Kassoy: “We need a new operating system of capitalism in which we do not act from a shareholder primacy and focus on what maximizes profit but on what is right. Economics is not about finance, it’s fundamentally about people. We cannot take and take and then decide ‘to give back’, this does not solve any problems in a restorative, regenerative and sustainable way. The richest 42 people still own 50% of the total wealth on earth. Social justice is the only current goal of economy. Changing finance is, in the end, changing ourselves.” Kassoy shares his vision without trying to sugarcoat the truth. His honest and direct message remind me again of what is actually going on right now. It’s easy to get lost in everyday life but Kassoys message wakes me up again and challenges me to really rethink the way we are trying to create change. Are we setting our ambitions high enough? Am I?
Emmanuel Faber shared some personal insights about what it takes to be a leader in an organization that is taking steps towards change. He describes that travelling to a small village five hours away from Bangladesh and talking to the local villagers gave him fundamental insights about the project and products he was working on, insights that challenged everything he thought was the right thing to do before. To him, this self awareness is one of the most important aspects of being a leader: “Self awareness sometimes comes in the form of a lesson you do not want to be taught but somehow, you still listen because you know it’s important.

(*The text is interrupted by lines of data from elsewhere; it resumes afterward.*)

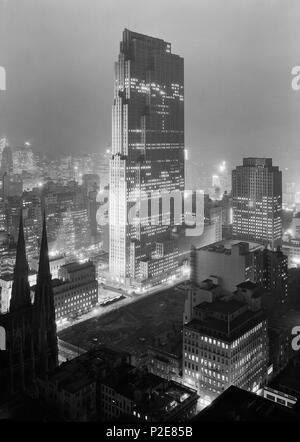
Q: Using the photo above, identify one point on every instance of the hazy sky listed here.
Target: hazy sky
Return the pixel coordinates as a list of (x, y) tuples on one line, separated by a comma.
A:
[(59, 57)]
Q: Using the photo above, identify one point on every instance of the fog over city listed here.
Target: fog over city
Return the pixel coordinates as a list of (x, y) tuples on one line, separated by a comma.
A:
[(59, 57)]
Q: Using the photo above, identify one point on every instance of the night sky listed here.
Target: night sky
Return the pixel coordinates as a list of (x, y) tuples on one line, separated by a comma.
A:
[(59, 57)]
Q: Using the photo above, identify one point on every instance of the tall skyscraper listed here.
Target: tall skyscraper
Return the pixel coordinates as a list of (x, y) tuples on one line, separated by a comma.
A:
[(257, 201), (147, 157)]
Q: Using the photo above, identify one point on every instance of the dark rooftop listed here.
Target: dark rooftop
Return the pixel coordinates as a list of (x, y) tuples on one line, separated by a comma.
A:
[(241, 405)]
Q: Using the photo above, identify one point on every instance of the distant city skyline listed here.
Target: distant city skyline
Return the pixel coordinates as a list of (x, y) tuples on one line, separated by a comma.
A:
[(238, 61)]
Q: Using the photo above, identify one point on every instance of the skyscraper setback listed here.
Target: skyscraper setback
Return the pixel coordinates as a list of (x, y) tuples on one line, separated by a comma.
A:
[(257, 201), (147, 158)]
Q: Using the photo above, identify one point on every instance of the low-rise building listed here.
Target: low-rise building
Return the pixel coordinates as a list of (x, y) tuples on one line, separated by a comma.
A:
[(130, 393)]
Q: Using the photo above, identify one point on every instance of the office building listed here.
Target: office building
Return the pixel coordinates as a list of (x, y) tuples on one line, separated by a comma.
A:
[(257, 201), (75, 290), (226, 343), (147, 155), (271, 272)]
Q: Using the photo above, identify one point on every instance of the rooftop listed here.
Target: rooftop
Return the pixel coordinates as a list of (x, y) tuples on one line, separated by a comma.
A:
[(229, 330), (241, 405), (226, 307), (75, 266)]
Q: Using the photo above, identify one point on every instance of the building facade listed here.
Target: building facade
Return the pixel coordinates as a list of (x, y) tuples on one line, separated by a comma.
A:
[(257, 201), (226, 343)]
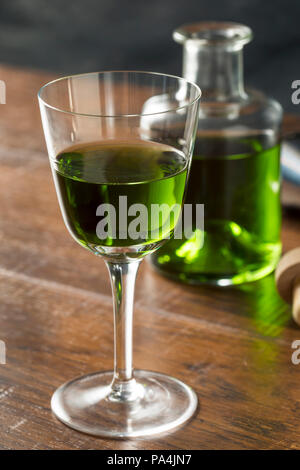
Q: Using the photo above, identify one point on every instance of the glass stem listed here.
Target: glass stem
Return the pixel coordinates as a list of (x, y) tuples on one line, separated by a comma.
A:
[(122, 277)]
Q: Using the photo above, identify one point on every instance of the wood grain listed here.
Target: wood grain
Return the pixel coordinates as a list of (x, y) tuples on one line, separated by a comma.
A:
[(232, 345)]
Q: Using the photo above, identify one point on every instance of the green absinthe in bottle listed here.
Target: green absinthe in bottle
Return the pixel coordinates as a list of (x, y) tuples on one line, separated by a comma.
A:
[(235, 169), (106, 174)]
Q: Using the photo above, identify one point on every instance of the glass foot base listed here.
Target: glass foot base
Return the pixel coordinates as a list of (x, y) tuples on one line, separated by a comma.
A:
[(87, 404)]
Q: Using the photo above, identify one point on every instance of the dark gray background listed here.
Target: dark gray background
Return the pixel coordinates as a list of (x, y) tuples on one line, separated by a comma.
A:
[(85, 35)]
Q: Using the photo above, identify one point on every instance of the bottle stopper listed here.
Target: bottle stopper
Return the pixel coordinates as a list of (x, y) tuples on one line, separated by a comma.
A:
[(287, 278)]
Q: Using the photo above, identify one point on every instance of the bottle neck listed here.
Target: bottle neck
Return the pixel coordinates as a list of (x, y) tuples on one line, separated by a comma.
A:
[(217, 70)]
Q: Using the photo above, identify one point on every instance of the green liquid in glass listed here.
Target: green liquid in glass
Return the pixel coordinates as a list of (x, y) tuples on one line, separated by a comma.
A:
[(238, 181), (92, 174)]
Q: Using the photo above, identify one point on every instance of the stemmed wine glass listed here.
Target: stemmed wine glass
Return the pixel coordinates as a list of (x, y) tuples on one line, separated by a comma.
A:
[(120, 147)]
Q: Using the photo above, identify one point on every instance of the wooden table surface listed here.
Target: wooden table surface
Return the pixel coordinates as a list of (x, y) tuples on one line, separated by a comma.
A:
[(232, 345)]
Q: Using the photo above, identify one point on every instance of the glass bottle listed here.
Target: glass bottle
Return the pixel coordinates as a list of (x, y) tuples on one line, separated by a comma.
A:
[(236, 166)]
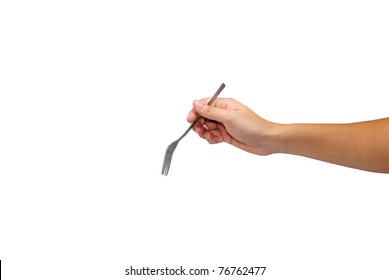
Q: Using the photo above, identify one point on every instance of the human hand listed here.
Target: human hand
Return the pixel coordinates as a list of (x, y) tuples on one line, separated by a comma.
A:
[(229, 121)]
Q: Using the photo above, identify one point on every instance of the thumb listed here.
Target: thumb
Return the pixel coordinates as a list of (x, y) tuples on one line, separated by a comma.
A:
[(210, 112)]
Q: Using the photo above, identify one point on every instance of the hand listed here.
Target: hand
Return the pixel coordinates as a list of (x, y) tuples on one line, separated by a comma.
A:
[(229, 121)]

When you are not self aware, you cannot transmit things you find important onto others because you are not aware of them.”
This personal story stayed with me throughout the evening. It reminded me of how we at Innate Motion immerse ourselves in a variety of cultures and try to understand why people do what they do, what moves them and what drives them. It was inspiring to see Faber in a vulnerable position; something not a lot of business leaders dare to show.
Both are focused on connecting the Sustainable Development Goals to organizations and to the B Lab specifically. The SDG’s are primarily government-focused and even after translating them to business questions, facing these challenges can seem daunting. Questions from the audience mirror this challenge: ‘How can I, as a millenial, relate to this huge project?’ ‘How can we create fast, but also substantial and long lasting change?’ The answer of Faber is clear: “We do not know how fast things will proceed, but if we don’t try, we will not succeed.
The night ended with Faber talking about how he tries to connect with his fears when he is making a decision. This resonated with me on a fundamental level. As someone who is just starting in the business sector, I am constantly plagued by fears and insecurities. Am I knowledgeable and experienced enough to have an opinion on this discussion? How can I contribute while I still have so much to learn? These fears can be stifling but Faber challenged me to not be halted by my fears, but to examine them instead. Being afraid is part of being human. What does this fear say about me? How can I turn my fear into energy in order to contribute to making business a force for good?